Tuesday, July 2, 2013

Psamtik the Scarecrow--The Sorcerer Gaumata

Psamtik sat on the minor throne he had occupied before the death of his father, the Pharaoh. His scrawny shoulders shook with indignation as the priests explained to him for the tenth time that he had to wait for the ceremony before he could ascend the pharaoh’s throne. His face was thin and his nose hawkish. His eyes bulged from their sockets and his lips were so thin that his steward had to paint them to make them more visible.

Matwa watched Ankhare as he looked at the young man in disgust. Matwa could see that Psamtik’s claw-like hand was clutching the arm of his throne and he watched as a blue vein pulsed in the skinny neck under a gold neckband. One time Ankhare had told Matwa that he would never have such a poor specimen even clean pots for his troops, but this scarecrow who seemed to be certain that he was already a god, would be the Pharaoh.
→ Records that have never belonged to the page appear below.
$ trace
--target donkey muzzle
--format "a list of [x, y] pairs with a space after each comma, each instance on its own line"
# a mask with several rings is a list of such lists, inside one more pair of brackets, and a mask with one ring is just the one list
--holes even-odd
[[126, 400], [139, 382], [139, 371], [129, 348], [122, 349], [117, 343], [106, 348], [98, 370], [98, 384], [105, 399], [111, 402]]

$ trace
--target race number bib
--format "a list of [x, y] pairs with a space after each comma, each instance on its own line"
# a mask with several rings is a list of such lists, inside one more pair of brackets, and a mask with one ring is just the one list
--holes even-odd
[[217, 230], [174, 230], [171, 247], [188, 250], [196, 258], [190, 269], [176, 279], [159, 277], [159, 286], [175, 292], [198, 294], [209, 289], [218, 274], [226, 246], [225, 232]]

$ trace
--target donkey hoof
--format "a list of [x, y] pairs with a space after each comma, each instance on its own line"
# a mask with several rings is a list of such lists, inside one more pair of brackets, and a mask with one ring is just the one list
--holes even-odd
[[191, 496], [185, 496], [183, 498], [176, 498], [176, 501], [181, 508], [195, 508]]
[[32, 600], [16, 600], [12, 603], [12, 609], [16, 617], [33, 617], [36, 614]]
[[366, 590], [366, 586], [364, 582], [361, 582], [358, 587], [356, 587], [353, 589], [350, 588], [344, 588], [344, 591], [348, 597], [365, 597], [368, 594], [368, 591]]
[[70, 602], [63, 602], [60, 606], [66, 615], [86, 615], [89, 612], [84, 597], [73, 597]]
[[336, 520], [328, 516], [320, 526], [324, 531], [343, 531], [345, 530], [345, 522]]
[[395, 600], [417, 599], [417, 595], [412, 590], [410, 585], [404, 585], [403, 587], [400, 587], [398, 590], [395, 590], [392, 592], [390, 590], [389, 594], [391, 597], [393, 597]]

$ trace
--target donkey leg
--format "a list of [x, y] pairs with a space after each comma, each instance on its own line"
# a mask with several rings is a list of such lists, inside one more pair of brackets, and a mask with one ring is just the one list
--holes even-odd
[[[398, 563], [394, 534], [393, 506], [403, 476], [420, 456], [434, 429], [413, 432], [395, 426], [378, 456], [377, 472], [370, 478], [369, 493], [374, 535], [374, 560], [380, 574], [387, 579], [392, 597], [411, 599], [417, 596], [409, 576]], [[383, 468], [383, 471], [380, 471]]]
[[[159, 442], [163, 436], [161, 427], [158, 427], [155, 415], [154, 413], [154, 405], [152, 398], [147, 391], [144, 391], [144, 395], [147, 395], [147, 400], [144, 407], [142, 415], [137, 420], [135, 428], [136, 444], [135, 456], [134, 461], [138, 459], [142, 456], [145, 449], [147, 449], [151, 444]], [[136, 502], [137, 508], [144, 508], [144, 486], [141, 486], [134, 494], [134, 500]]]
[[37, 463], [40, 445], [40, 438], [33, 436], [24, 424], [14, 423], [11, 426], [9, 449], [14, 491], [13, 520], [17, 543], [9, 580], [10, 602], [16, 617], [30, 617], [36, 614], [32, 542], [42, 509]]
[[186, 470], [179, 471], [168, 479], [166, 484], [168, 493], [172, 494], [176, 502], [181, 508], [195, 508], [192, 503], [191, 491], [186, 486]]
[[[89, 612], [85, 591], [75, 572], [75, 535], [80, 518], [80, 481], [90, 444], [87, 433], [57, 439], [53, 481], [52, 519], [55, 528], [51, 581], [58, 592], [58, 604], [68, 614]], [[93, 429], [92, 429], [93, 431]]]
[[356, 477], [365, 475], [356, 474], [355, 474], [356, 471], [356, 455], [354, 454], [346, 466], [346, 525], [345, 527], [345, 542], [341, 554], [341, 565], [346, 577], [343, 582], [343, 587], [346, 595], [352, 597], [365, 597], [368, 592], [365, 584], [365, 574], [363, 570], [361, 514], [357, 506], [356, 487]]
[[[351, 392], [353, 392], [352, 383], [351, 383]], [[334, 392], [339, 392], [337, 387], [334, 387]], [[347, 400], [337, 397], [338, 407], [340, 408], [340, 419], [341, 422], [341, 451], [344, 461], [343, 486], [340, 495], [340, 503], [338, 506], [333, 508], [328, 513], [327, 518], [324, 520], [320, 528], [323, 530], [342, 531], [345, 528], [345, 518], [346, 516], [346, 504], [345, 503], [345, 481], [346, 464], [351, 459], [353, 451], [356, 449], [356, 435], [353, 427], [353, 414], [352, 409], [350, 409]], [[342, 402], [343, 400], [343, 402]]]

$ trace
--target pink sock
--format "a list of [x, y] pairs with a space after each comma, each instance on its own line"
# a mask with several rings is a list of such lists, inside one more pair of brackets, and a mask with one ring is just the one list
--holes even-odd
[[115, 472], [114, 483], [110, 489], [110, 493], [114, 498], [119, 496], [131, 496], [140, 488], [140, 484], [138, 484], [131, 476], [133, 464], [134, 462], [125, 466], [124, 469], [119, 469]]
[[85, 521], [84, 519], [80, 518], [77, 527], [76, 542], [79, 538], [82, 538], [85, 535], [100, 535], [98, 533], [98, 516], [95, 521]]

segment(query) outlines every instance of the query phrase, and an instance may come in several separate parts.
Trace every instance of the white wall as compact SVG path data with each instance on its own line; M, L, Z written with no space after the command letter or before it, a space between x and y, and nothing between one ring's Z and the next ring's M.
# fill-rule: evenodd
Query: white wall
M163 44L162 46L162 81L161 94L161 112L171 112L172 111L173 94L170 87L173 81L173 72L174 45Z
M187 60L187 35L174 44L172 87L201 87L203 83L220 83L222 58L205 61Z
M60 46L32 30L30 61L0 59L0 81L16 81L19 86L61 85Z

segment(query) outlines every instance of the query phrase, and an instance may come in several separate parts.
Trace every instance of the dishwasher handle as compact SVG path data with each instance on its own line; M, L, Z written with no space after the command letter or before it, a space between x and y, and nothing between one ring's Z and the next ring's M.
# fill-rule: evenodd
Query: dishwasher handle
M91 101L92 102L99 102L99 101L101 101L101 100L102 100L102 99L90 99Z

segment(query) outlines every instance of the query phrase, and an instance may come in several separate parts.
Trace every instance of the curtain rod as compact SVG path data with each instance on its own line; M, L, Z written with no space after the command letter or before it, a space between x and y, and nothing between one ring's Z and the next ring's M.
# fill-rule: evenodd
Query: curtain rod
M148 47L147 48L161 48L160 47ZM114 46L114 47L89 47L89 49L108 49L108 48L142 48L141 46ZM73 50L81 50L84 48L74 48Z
Matwa felt a sharp twinge of doubt and he looked away. He was going to have to accept it, but his mind continued to doubt. Could they, the priests, transform this weakling into a god? Didn’t they need better material to work with?

“It is now time, Prince Psamtik,” Matwa began, “for you to come to the room where your father, god of the underworld now...”

“No, no, no!” Psamtik interrupted, “I want to lie down now for my nap! I always do! Just because the old Pharaoh died does not mean that I have to change my schedule.” Psamtik’s eyes were red and his thin lips set in determination.

Matwa looked helplessly at Ankhare, as if for help, but the general was studying the ground and blushing furiously in shame. Kawaba, Psamtik’s mother, stood up and took the young man’s hand without further arguments and began to lead him from the room. He stood quite tall, as almost all of the Pharaoh’s children did, but as he left, they saw his backbone clearly. His shoulder blades protruded like the tucked in wings of a pelican.

Matwa knew what Kawaba was doing. He’d actually seen the disgusting thing before, since Psamtik was unashamed. Kawaba would lie down on the bed after settling her son in. She would lift her sash and when he opened his mouth wide to take in most of her sagging breast, she always winced. He would suck vigorously, although she was as dry as a mummy’s tit in late summer. He always did this when he felt insecure. Matwa groaned as he imagined the young pharaoh-to-be with his eyes shut—those eyes that looked like balls with a thin membrane stretched over them— while he made loud sucking noises. He looked away in disgust and began to study the cracks in the stone floor.